1- Reality vs Fantasy
Teddy’s dreams, flashbacks and hallucinations are all shown to us without a particular change in the color scheme or some kind of “warning”.
I’ve written another post (How to reveal a plot twist through a flashback) a while ago about how movies use filters and sound effects to signal to the audience that what they’re seeing is a flashback or a flashforward.
Shutter Island doesn’t do that. Or maybe I should say that it does it… but just sometimes.
Up until the point when Teddy’s real identity is revealed, the whole movie “feels” like a flashback.
The lighting of a scene can change drastically without a reason, objects appear and disappear between cuts, ominous music plays when absolutely nothing is happening and seemingly random characters appear out of the blue.

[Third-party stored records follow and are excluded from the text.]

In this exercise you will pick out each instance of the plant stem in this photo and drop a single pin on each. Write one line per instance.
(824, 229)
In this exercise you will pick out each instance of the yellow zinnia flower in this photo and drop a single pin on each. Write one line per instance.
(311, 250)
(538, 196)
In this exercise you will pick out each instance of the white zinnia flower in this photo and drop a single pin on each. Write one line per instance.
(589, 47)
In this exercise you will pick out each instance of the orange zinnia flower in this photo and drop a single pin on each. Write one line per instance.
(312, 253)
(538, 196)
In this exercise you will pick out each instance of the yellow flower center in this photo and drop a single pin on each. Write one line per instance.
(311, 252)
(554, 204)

This makes it harder to tell the difference between flashback/hallucination and reality. And since the audience sees things from the protagonist’s perspective, they truly feel as confused and helpless as Teddy.
2- The narrator’s behaviour
An unreliable narrator is not always the “victim” of a misunderstanding. Sometimes the narrator himself is lying in order to mislead the audience or convince himself of something.

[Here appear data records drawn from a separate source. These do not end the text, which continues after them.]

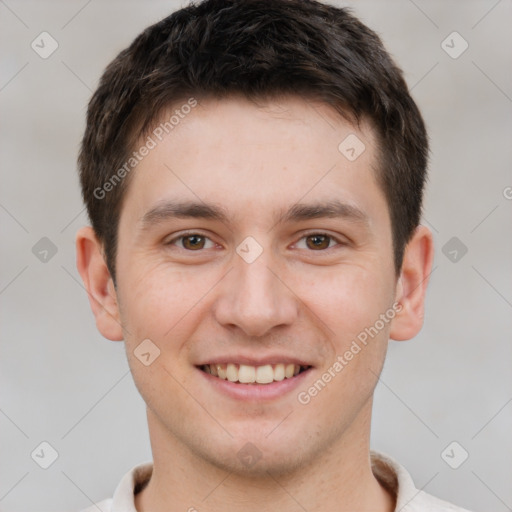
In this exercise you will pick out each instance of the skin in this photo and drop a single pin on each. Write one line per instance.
(294, 299)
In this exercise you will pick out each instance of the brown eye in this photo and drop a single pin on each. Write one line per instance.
(193, 242)
(316, 242)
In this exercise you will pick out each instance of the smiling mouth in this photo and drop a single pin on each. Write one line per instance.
(245, 374)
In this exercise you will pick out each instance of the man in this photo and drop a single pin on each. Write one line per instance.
(253, 171)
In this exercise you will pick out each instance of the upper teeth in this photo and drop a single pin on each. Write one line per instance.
(248, 374)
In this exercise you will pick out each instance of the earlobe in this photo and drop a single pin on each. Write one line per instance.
(98, 283)
(412, 285)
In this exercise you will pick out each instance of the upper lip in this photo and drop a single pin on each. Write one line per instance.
(253, 360)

Teddy’s very first scene sees him seasick throwing up in the bathroom of a ship and trembling at the sight of ocean water.

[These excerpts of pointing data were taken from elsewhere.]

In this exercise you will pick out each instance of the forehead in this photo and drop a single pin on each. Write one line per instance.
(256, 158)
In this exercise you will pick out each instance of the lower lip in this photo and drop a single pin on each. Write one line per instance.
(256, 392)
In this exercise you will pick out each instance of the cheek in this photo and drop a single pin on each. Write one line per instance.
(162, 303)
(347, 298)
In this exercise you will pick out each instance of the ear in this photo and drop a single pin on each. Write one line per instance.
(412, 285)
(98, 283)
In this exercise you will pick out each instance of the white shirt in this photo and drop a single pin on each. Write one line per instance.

Much later, he says that he wants to reach the lighthouse and discover its secrets, even at the cost of his life. But quickly gives up when he realizes that he would have to swim in order to get there.
In all his dreams, water appears in one form or another (snow, rain, a lake) and is associated with gruesome images (like Rachel covered in blood, his wife turning into ashes and the frozen bodies of the concentration camp).
He never talks or even acknowledges this intense fear himself. It gets explained only when Dr. Cawley reveals his backstory: Andrew can’t stand the sight of water because he is still haunted by the memory of his own kids been drowned in a lake.
3- Andrew Laeddis
Teddy tells his partner the story of how a maintenance man named Andrew Laeddis killed his wife by setting the building where they live on fire. He claims that he accepted the case on Shutter Island for the sole purpose of finding this man.
He wants to find him, but not to kill him. His partner claims that if something similar had happened to him, he would want to take revenge on the man who ruined his life. But Teddy rebutts saying that he “has had enough of killing”.
So, if he didn’t came to the island to kill Laddis, what is he planning to do once he meets him? Hug him?
Teddy’s goals and priorities seem to change every 5 minutes for no good reason. First he wants to find Laeddis. Then he wants to leave the island. Then he wants to discover the truth. Then he wants to find Laeddis again.
Similarly, the “villain” of the story transforms according to Teddy’s changes of heart. Laedis is a monster that got away with multiple murders. The lead psychiatrist is a mastermind that uses patients for experiments. The whole facility is secretly run by communists who want to create “ghost soldiers”.
If the protagonist keeps going back and forth, changing his mind, taking actions that contradict his goals, using explanations that go against any logic, he might be an unreliable narrator. Or crazy. Or both.
Shutter Island does a great job by using the unreliable narrator as a tool.
Watching this movie, the audience is forced to engage because it’s bombarded with continuity errors and discrepancies. As soon as an audience member asks the question “Wait, is that lady drinking from an invisible glass?”, he’s hooked.
An unreliable narrator is a difficult but effective technique, it forces the audience to doubt the person that is telling the story, and by doing so, it makes them piece together the story on their own.